The forerunner of "Long Live Love" is the emotion between young people. Xiaokang is the background color of A Ze's publicity. His superstitious mother heard that Xiaokang was the reincarnation of the third prince of Nezha. As if he had found a legitimate reason for himself, he tried his best to get rid of the shackles of his strict father and mother, and pursued a sassy social youth life. The beginning was very good. Aze had a good brother Abin, and Agui, who was between his girlfriend and a one-night stand, could steal money by prying on the change box of the phone booth, and played video games every day. Then, within a day, his bad luck came one after the other. This may be a "rebellious" retribution.
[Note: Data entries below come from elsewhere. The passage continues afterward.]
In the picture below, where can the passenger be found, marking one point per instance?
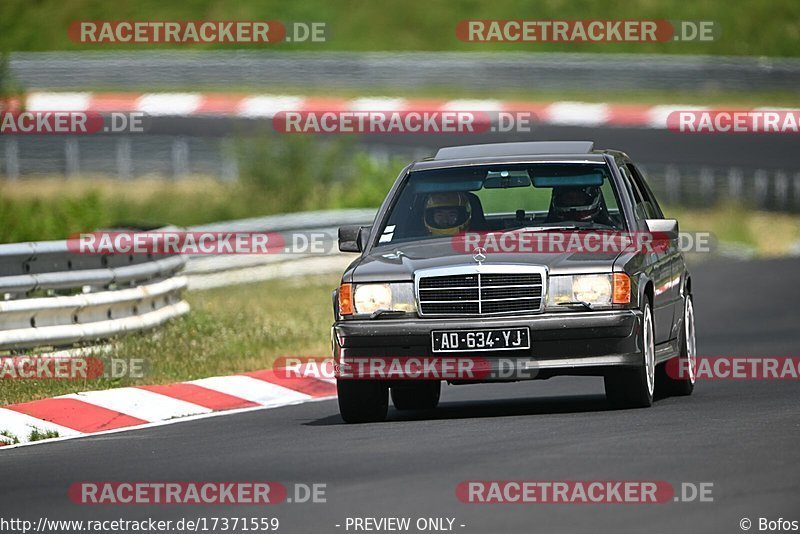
(447, 213)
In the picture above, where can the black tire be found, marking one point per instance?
(417, 396)
(686, 367)
(631, 388)
(362, 401)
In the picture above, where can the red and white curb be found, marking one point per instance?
(261, 106)
(93, 412)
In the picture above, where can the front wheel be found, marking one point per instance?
(362, 401)
(418, 396)
(633, 388)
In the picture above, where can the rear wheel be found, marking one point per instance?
(363, 401)
(681, 378)
(417, 396)
(633, 388)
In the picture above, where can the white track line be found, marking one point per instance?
(177, 104)
(21, 425)
(58, 102)
(140, 403)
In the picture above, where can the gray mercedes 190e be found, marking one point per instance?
(520, 261)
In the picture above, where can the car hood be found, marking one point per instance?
(399, 263)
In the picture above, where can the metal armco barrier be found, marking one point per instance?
(53, 297)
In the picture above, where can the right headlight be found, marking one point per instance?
(369, 298)
(596, 290)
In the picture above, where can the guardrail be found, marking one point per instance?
(53, 297)
(474, 70)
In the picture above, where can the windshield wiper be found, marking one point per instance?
(577, 303)
(544, 228)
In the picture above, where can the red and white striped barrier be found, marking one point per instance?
(268, 105)
(127, 408)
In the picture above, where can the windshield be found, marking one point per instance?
(491, 198)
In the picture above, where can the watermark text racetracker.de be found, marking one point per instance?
(777, 121)
(196, 492)
(192, 32)
(72, 122)
(586, 31)
(736, 368)
(436, 121)
(212, 524)
(581, 492)
(56, 367)
(171, 242)
(588, 241)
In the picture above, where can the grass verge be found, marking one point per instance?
(748, 27)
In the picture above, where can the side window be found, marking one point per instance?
(638, 202)
(652, 209)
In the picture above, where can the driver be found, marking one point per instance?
(447, 213)
(576, 204)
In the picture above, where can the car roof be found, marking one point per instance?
(526, 148)
(521, 152)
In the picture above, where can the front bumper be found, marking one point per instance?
(566, 343)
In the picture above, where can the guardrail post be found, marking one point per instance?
(797, 190)
(762, 187)
(180, 157)
(71, 153)
(124, 160)
(12, 158)
(673, 182)
(230, 165)
(706, 185)
(781, 189)
(735, 183)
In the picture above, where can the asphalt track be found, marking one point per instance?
(740, 435)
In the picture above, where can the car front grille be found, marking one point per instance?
(480, 293)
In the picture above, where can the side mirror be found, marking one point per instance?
(352, 238)
(668, 227)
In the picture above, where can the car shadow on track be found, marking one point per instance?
(491, 408)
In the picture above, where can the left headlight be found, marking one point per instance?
(369, 298)
(597, 290)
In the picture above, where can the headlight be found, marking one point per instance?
(369, 298)
(597, 290)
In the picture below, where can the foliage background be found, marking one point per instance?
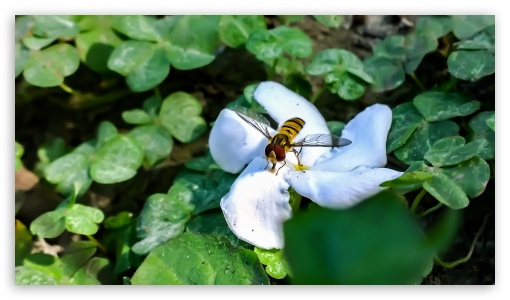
(77, 119)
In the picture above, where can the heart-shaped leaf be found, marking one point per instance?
(180, 114)
(200, 259)
(50, 66)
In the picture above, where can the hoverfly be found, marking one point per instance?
(282, 142)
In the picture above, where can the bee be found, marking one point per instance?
(283, 141)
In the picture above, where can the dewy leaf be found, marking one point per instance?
(180, 114)
(273, 259)
(387, 74)
(445, 190)
(142, 63)
(467, 25)
(439, 25)
(213, 222)
(28, 276)
(162, 218)
(471, 175)
(197, 259)
(192, 41)
(271, 44)
(23, 243)
(406, 119)
(75, 256)
(422, 139)
(437, 106)
(83, 219)
(482, 131)
(375, 242)
(235, 30)
(137, 27)
(49, 225)
(157, 143)
(47, 68)
(330, 20)
(450, 151)
(96, 46)
(136, 116)
(471, 64)
(117, 161)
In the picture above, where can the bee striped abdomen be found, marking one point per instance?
(292, 127)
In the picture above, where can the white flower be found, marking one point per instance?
(258, 201)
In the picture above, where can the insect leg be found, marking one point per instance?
(284, 162)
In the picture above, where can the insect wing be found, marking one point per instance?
(256, 120)
(322, 140)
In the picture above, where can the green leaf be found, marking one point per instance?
(271, 44)
(471, 65)
(200, 259)
(406, 119)
(83, 219)
(423, 138)
(49, 225)
(235, 30)
(18, 152)
(213, 222)
(162, 218)
(48, 264)
(377, 241)
(491, 122)
(21, 54)
(137, 27)
(142, 63)
(136, 116)
(408, 178)
(482, 131)
(49, 67)
(466, 26)
(28, 276)
(157, 143)
(105, 132)
(445, 190)
(387, 74)
(23, 243)
(96, 46)
(439, 25)
(450, 151)
(471, 175)
(192, 41)
(75, 256)
(206, 189)
(180, 114)
(117, 161)
(330, 20)
(274, 261)
(437, 106)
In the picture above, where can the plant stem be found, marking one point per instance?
(468, 256)
(417, 81)
(417, 200)
(66, 88)
(319, 93)
(430, 210)
(97, 243)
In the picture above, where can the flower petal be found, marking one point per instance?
(234, 143)
(340, 190)
(368, 132)
(283, 104)
(257, 205)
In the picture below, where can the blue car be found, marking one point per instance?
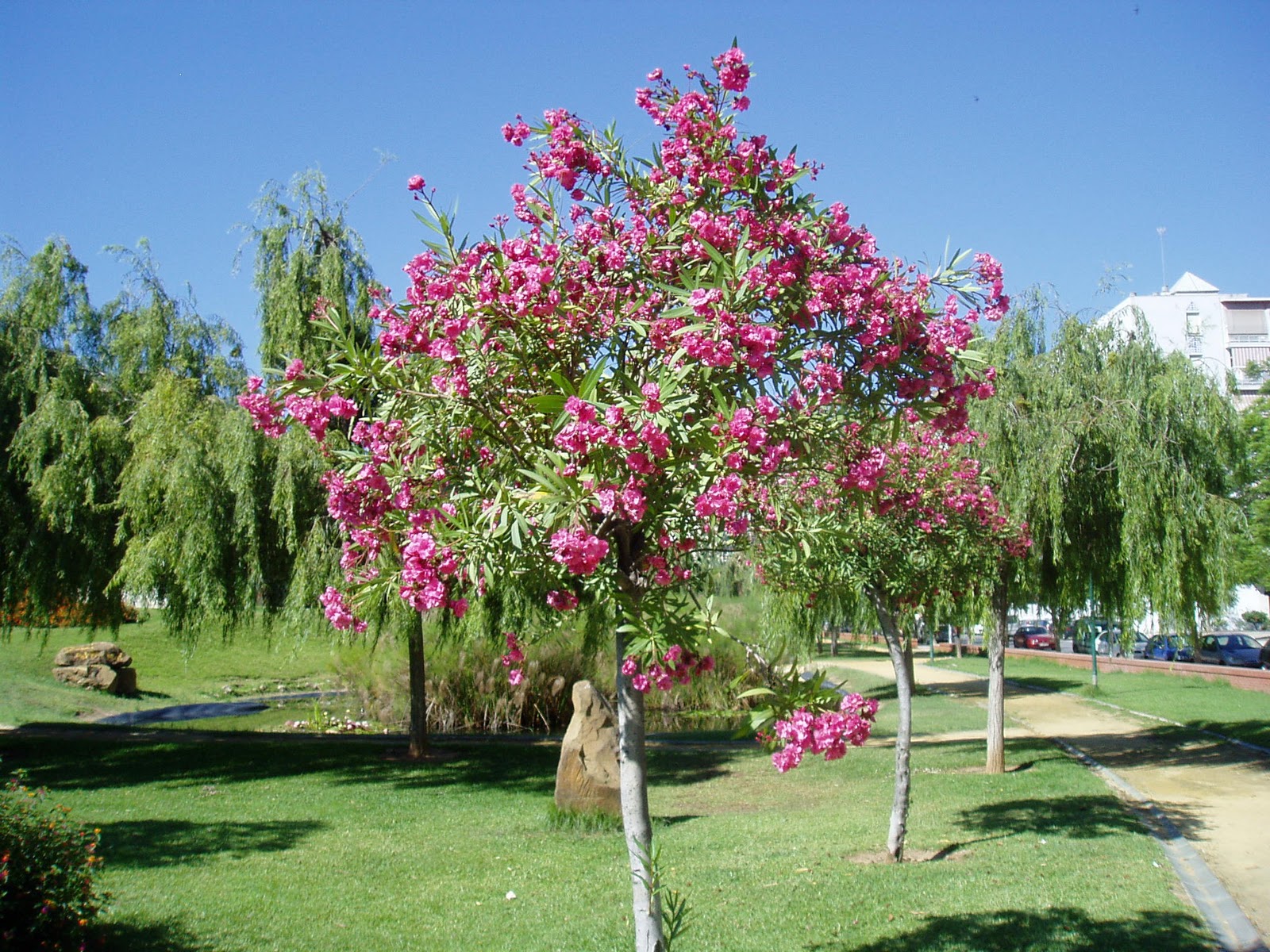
(1237, 651)
(1168, 647)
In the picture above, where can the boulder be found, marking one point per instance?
(587, 776)
(102, 666)
(97, 653)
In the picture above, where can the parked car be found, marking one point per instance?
(1168, 647)
(1035, 636)
(1231, 649)
(1086, 632)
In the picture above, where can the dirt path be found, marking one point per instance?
(1216, 793)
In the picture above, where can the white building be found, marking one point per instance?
(1221, 333)
(1225, 334)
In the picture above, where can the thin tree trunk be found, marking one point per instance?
(418, 687)
(997, 681)
(902, 660)
(633, 784)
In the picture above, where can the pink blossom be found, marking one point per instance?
(562, 601)
(578, 551)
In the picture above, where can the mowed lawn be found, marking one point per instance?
(244, 844)
(1189, 700)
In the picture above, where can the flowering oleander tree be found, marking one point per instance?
(595, 397)
(908, 524)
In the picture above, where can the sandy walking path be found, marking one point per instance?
(1214, 793)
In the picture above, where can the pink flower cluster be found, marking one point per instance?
(338, 612)
(514, 657)
(562, 601)
(578, 551)
(264, 410)
(827, 733)
(313, 412)
(425, 569)
(677, 666)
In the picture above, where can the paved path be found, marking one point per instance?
(210, 708)
(1214, 793)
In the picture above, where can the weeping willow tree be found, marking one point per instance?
(305, 253)
(78, 380)
(60, 451)
(1253, 546)
(1121, 457)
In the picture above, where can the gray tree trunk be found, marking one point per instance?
(902, 660)
(997, 679)
(418, 687)
(633, 785)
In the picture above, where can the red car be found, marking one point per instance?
(1034, 636)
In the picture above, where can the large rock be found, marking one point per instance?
(102, 666)
(587, 776)
(97, 653)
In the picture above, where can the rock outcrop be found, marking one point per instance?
(587, 776)
(102, 666)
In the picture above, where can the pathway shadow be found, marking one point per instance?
(1049, 931)
(1168, 747)
(1254, 731)
(152, 843)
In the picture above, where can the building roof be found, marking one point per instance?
(1191, 285)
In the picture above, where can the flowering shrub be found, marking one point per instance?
(48, 898)
(588, 399)
(827, 733)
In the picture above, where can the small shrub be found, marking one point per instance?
(48, 900)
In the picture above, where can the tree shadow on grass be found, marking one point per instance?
(101, 762)
(1079, 818)
(150, 843)
(1049, 931)
(145, 936)
(696, 765)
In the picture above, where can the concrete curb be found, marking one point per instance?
(1232, 930)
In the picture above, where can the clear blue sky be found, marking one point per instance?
(1054, 135)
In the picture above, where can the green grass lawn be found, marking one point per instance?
(168, 673)
(334, 844)
(1187, 700)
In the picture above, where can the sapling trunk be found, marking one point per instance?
(633, 785)
(418, 687)
(997, 679)
(902, 660)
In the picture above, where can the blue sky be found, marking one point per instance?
(1058, 136)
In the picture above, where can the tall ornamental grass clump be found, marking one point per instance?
(48, 863)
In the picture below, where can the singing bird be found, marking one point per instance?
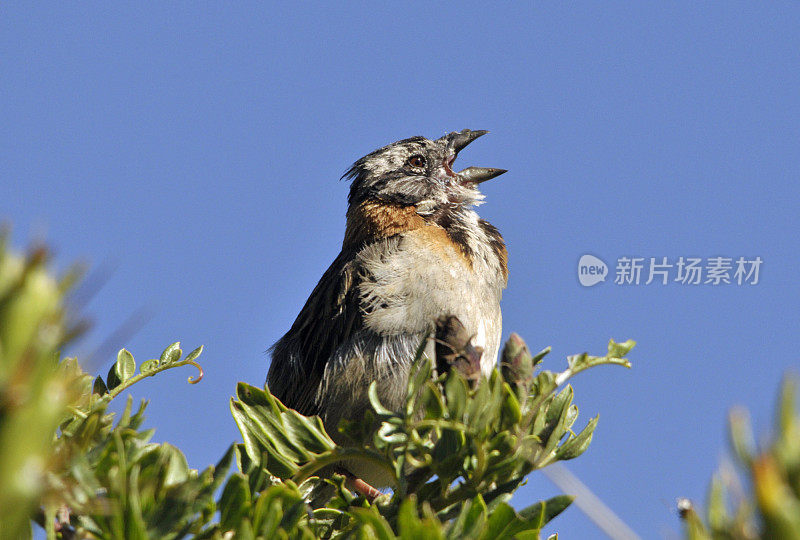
(414, 250)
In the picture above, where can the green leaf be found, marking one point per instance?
(148, 366)
(171, 354)
(620, 350)
(125, 367)
(192, 356)
(577, 445)
(99, 387)
(235, 502)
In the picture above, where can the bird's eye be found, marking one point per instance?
(417, 161)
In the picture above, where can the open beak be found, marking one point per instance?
(457, 141)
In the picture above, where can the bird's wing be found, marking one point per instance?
(330, 317)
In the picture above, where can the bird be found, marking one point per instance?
(414, 250)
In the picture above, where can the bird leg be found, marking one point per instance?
(453, 349)
(353, 483)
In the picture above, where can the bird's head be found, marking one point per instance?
(419, 172)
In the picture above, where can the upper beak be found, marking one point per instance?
(477, 175)
(458, 140)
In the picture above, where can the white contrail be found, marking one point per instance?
(589, 503)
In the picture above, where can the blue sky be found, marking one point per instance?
(196, 150)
Xiaokang destroyed Azer's motorcycle on a rainy night. It's hard to say whether it was out of revenge for Azer's behavior of smashing his father's taxi mirror, or simply to liberate his "rebellion", showing that he was better than Azer. However, it is obvious that the excitement after seeing the results of his destruction did not last long. When he asked Azer who was pushing the cart if he needed help, his so-called rebellion was marked with self-deception.
And even A Ze, after he and his friend were beaten, the original rebellion disappeared. By chance, he got into Xiaokang's father's taxi, which also broke his disguise and faced the road with A Gui. Confused as well.
There is no real Nezha in this story, no real rebellion, and no so-called rebellion against patriarchy. Just like the theme in Tsai Ming-liang's films, it still expresses confusion and the meaninglessness of life. This is the confusion faced by teenagers, youth, and middle-aged people of every age group. Trapped by the confusion of nothingness, whether it is violence, sex, suicide, or superstition, it is just a messy vent and sustenance.